Part-of-Speech Tagging
A basic part-of-speech tagger is provided by pos_tag()
,
which takes a segmented phrase or sentence as the input:
>>> import pycantonese
>>> unsegmented = '我噚日買嗰對鞋。' # I bought that pair of shoes yesterday.
>>> segmented = pycantonese.segment(unsegmented)
>>> segmented
['我', '噚日', '買', '嗰', '對', '鞋', '。']
>>> pycantonese.pos_tag(segmented)
[('我', 'PRON'), ('噚日', 'ADV'), ('買', 'VERB'), ('嗰', 'PRON'), ('對', 'NOUN'), ('鞋', 'NOUN'), ('。', 'PUNCT')]

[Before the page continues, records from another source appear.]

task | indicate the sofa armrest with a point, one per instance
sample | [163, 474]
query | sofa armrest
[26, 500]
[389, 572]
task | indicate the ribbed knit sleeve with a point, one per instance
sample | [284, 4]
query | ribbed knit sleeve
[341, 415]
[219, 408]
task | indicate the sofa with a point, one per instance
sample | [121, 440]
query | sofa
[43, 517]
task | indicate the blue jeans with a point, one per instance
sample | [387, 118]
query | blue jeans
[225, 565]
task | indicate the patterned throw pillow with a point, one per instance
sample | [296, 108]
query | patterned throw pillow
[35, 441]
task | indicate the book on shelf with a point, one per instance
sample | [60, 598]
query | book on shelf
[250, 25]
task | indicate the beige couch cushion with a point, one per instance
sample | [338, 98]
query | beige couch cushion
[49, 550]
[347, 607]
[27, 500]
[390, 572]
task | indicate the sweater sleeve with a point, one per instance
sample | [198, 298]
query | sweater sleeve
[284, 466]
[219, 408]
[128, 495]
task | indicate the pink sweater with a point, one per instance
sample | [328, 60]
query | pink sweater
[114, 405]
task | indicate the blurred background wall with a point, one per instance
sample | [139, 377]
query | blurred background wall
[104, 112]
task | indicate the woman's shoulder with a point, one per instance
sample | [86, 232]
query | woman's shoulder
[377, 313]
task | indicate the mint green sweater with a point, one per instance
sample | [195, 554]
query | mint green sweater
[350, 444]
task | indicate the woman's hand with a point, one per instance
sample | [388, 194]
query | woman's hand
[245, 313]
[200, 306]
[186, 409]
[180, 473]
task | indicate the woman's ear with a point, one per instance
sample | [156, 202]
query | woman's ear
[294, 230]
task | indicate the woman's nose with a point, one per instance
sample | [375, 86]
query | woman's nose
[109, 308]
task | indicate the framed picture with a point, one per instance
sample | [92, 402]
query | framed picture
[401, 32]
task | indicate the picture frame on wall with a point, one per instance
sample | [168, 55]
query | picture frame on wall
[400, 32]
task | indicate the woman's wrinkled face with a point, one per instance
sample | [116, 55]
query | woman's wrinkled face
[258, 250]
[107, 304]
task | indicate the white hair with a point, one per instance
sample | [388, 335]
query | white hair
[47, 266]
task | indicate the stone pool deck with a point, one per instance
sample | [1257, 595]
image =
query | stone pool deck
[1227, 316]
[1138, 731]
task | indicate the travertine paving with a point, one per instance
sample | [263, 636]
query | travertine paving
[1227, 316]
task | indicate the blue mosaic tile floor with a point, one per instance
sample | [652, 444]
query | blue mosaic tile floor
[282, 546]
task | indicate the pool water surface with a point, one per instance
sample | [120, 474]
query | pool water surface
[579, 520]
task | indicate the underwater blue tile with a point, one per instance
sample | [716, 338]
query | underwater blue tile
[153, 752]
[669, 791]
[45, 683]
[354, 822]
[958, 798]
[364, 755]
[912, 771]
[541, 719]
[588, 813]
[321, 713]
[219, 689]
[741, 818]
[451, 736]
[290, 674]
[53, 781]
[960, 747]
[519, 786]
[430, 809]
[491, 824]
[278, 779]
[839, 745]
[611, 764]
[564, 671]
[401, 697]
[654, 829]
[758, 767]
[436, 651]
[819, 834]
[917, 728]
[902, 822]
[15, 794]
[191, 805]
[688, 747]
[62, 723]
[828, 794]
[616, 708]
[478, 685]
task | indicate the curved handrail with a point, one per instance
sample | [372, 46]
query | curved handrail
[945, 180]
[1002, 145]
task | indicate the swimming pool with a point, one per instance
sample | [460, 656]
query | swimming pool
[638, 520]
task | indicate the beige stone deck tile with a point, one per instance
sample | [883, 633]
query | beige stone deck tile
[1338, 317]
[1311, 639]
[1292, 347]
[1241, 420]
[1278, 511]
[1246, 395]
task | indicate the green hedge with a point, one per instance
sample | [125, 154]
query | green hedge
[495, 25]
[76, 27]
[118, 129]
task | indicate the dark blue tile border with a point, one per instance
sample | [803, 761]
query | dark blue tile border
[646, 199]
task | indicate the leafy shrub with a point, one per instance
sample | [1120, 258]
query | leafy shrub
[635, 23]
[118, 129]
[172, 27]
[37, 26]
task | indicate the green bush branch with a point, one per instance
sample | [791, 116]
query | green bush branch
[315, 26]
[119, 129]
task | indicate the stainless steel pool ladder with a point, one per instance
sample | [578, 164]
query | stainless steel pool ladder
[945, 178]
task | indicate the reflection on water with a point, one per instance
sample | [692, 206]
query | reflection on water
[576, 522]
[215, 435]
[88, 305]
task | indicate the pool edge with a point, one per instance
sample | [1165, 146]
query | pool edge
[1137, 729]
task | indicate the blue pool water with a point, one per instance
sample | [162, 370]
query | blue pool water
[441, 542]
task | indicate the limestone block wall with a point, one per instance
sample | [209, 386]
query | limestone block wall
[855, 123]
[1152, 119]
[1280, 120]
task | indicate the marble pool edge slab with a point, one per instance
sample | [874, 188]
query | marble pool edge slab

The part-of-speech tagger uses the averaged perceptron model trained on
HKCanCor data.
HKCanCor has already been annotated for part-of-speech tags,
with a tagset of over 100 tags
(46 of which are described).
By default, pos_tag()
maps the HKCanCor tagset to the
Universal Dependencies v2 tagset
(with 17 tags),
for cross-linguistic natural language processing work.
If you would like the original HKCanCor tagset,
pos_tag()
accepts the keyword argument tagset
:
>>> pycantonese.pos_tag(segmented, tagset="hkcancor")
[('我', 'R'), ('噚日', 'T'), ('買', 'V'), ('嗰', 'R'), ('對', 'Q'), ('鞋', 'N'), ('。', '。')]
The helper function hkcancor_to_ud()
exposes the tagset mapping from HKCanCor to Universal Dependencies.
Due to the statistical nature of part-of-speech tagging,
the quality of results from pos_tag()
depends on
(i) the training data,
(ii) the quality of word segmentation, since the function expects a segmented input.
Currently, a major limitation is the fact that HKCanCor is perhaps still
the only Cantonese corpus with a permissive license that comes annotated
with part-of-speech tags.
Its relatively small size (about 150,000 tagged words) means that models
more sophisticated than a standard averaged perceptron approach wouldn’t be worth it.
If you think the results from pos_tag()
are odd,
it is potentially due to the HKCanCor training data
(e.g., specific occurrences of word + tag combinations might have thrown off the tagger),
or the quality of word segmentation, especially if your segmented input comes from
segment()
– please get in touch
if you would like further investigation.